Brigitte C. Madrian is the Dean and Marriott Distinguished Professor in the Brigham Young University Marriott School of Business. Before coming to BYU, she was on the faculty at the Harvard Kennedy School, the University of Pennsylvania Wharton School, the University of Chicago Graduate School of Business and the Harvard University Economics Department. She is a research associate at the National Bureau of Economic Research and served for many years as co-director of the NBER Household Finance working group. Dr. Madrian’s research focuses on behavioral economics and household finance. Dr. Madrian received her Ph.D. in economics from the Massachusetts Institute of Technology and studied economics as an undergraduate at BYU.

Maria Tereza Fleury is a full professor of International Management at both Fundação Getulio Vargas (FGV) and the University of São Paulo (USP) and a Past President of the Academy of International Business. She was dean of the School of Business Administration (2008-2015) and the Director of FGV, a Brazilian think-tank. Previously at the University of Sao Paulo, she was the Director of the School of Economy, Administration, and Accountancy – USP. She was a Research Fellow at the Institute of Manufacturing at Cambridge University, UK at the Institute of Development Studies, University of Sussex, UK, Institute for Development Economics, Japan, and Visiting Professor at ESSEC – France.

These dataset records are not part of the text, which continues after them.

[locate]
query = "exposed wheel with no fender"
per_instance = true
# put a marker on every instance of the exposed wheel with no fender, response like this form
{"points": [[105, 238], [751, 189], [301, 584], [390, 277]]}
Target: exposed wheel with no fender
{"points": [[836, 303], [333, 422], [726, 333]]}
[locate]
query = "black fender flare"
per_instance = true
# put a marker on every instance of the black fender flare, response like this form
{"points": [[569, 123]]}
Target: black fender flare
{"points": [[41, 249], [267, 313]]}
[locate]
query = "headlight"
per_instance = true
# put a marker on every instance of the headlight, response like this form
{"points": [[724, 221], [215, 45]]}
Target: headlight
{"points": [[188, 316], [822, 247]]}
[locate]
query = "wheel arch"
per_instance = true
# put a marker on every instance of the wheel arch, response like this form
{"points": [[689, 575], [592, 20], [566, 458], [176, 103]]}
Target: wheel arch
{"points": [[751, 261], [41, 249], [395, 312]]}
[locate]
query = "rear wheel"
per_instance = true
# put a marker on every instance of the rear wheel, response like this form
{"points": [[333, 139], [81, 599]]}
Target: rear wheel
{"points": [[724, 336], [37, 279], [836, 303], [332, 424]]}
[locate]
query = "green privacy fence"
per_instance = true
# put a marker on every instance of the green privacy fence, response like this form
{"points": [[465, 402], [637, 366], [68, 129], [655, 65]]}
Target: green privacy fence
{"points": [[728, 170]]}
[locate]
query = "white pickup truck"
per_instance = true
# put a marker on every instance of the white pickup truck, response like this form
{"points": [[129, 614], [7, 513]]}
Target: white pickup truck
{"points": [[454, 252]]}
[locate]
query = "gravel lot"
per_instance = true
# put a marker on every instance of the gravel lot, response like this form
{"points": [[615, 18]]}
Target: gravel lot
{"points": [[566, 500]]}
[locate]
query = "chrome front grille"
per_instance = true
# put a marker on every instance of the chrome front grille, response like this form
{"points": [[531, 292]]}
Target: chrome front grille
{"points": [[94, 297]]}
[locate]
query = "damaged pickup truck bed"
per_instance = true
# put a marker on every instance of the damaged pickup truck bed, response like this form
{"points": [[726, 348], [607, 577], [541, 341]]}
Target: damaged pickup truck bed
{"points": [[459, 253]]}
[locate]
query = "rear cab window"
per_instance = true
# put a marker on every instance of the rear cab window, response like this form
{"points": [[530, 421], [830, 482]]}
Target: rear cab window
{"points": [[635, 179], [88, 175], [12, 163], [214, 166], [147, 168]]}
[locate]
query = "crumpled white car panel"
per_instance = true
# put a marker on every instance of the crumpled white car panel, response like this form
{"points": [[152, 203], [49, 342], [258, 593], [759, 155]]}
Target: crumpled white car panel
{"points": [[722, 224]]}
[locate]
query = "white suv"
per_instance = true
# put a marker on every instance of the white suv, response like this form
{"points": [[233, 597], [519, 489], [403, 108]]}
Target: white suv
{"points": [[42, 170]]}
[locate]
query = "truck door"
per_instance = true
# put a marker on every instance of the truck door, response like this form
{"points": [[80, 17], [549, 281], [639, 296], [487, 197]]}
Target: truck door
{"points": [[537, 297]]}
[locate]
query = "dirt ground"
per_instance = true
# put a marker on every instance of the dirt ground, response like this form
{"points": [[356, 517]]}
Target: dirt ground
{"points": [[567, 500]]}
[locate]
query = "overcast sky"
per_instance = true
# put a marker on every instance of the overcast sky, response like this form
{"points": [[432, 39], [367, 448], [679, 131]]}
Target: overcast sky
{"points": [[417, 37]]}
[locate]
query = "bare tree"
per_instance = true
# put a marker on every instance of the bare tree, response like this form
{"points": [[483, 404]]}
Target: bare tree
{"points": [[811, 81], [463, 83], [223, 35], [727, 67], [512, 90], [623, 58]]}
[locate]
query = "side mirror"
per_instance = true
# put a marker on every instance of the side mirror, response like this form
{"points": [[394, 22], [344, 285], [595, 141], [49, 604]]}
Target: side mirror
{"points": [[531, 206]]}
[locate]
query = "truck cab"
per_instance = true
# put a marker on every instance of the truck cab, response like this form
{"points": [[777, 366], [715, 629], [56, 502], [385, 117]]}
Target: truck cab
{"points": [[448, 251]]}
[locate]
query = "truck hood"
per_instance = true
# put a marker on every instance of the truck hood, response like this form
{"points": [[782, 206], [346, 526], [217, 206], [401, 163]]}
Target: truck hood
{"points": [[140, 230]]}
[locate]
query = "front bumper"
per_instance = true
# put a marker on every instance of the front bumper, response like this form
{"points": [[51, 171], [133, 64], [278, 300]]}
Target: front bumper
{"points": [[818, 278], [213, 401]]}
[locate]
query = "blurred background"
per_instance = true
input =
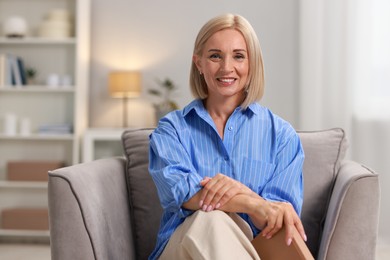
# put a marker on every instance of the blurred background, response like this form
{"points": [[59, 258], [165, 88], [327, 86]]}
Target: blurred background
{"points": [[327, 65]]}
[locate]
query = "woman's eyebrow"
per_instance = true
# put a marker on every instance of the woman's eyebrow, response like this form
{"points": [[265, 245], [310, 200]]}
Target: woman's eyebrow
{"points": [[236, 50]]}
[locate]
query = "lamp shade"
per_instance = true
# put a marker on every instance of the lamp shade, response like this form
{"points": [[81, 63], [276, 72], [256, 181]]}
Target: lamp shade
{"points": [[124, 84]]}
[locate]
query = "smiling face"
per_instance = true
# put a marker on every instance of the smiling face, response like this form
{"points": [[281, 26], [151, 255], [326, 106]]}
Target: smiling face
{"points": [[225, 66]]}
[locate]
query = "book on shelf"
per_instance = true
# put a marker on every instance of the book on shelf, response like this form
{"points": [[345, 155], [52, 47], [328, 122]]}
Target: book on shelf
{"points": [[12, 71], [55, 129]]}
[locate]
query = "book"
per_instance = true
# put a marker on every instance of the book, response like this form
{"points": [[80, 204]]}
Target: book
{"points": [[3, 64], [276, 247], [22, 70], [16, 75], [5, 70]]}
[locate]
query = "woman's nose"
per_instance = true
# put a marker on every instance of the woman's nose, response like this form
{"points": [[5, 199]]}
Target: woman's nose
{"points": [[227, 65]]}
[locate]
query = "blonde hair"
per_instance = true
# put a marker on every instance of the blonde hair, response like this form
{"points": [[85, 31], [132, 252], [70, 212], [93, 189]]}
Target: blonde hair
{"points": [[255, 84]]}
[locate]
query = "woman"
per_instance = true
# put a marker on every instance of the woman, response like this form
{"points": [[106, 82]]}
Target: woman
{"points": [[226, 168]]}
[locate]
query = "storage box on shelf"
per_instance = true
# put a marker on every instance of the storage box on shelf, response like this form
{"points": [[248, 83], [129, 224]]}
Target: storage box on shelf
{"points": [[41, 120]]}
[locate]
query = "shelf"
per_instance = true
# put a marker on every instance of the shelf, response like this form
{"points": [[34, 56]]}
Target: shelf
{"points": [[23, 184], [36, 89], [39, 137], [24, 233], [36, 40]]}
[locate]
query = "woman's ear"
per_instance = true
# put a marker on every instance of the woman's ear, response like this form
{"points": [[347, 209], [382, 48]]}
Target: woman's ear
{"points": [[196, 60]]}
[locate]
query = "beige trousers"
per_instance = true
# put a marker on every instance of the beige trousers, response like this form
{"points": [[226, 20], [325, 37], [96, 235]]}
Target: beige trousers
{"points": [[211, 235]]}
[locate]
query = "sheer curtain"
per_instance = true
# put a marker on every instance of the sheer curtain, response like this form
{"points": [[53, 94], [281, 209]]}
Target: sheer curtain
{"points": [[345, 80]]}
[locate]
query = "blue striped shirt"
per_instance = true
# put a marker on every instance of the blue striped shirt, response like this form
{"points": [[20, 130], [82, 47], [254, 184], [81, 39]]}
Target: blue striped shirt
{"points": [[259, 149]]}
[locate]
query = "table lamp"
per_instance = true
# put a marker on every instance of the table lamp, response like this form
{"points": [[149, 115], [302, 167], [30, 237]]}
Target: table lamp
{"points": [[125, 85]]}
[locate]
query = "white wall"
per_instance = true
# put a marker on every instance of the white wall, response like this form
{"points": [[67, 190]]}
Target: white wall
{"points": [[156, 37]]}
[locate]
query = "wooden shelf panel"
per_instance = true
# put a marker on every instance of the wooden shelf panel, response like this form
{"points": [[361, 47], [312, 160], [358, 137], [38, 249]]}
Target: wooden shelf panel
{"points": [[36, 89], [25, 233], [23, 184], [38, 137], [37, 40]]}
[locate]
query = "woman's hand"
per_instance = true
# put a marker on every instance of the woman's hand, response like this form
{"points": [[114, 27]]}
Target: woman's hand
{"points": [[272, 216], [219, 190]]}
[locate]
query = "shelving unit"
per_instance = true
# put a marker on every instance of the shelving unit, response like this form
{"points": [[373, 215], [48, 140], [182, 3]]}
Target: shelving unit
{"points": [[41, 104]]}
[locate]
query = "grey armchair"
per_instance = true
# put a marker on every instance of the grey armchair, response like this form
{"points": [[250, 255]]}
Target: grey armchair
{"points": [[109, 209]]}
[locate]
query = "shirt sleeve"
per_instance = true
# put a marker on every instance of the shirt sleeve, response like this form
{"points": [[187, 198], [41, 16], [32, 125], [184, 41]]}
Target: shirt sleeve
{"points": [[172, 169], [287, 182], [286, 185]]}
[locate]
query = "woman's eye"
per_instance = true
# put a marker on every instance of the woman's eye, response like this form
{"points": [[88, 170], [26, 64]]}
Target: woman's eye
{"points": [[239, 57], [215, 56]]}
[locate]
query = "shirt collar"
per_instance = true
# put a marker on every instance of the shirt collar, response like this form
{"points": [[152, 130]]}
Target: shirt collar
{"points": [[198, 107]]}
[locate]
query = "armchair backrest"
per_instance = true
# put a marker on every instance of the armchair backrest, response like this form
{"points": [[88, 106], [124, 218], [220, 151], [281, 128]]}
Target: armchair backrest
{"points": [[323, 152]]}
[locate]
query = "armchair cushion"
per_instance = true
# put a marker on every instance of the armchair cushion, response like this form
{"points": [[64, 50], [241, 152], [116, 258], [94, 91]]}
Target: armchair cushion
{"points": [[145, 205], [324, 151]]}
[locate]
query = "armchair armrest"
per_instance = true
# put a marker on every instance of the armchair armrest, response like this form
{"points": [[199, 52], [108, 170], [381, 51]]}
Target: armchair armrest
{"points": [[89, 211], [351, 225]]}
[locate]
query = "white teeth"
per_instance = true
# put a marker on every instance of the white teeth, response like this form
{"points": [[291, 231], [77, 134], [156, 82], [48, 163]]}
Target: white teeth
{"points": [[227, 80]]}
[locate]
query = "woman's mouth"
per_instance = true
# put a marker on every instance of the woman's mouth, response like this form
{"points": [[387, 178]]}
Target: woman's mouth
{"points": [[227, 81]]}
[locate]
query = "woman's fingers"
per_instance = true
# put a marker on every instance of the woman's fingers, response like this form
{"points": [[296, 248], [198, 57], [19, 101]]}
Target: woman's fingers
{"points": [[283, 214], [217, 191]]}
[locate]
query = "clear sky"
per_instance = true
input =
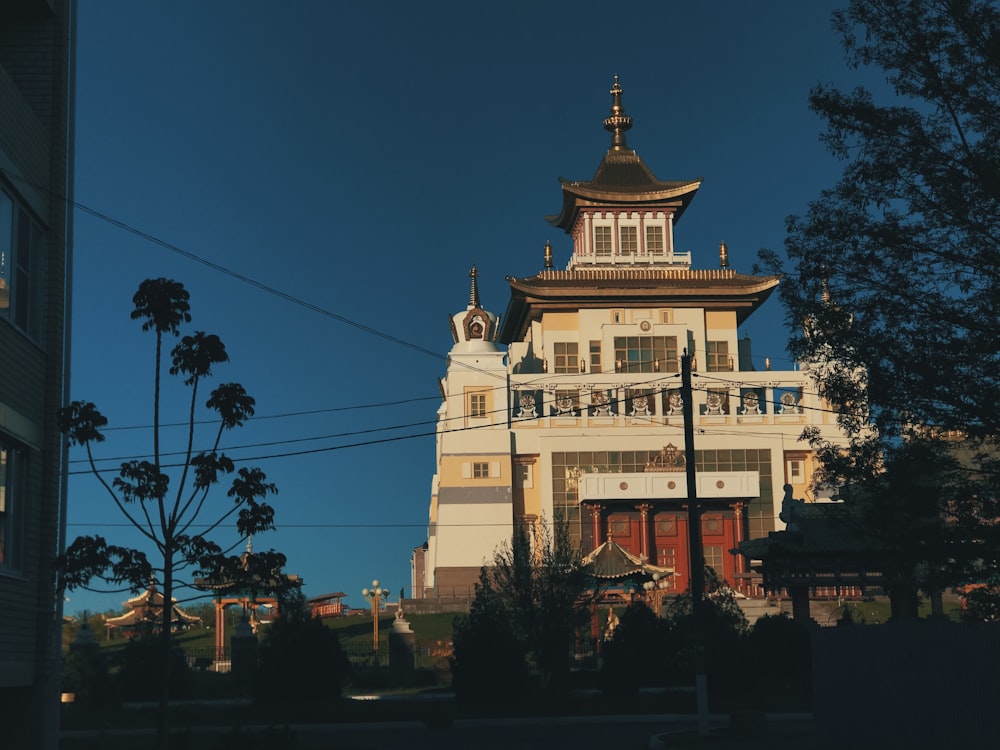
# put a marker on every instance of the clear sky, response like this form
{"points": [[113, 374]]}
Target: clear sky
{"points": [[359, 158]]}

William Newburry is a Professor and the Ryder Eminent Scholar of Global Business at Florida International University (FIU) and an Academy of International Business (AIB) Fellow. Bill was founding Chair of the FIU Department of International Business (2018-2023) after chairing the Department of Management & International Business (2015-2018). He is Editor of AIB Insights and President of the Consortium of Undergraduate International Business Education. Bill is also a Past Chair of the Academy of Management International Management Division, the AIB Latin America Chapter and the Strategic Management Society Global Strategy Interest Group.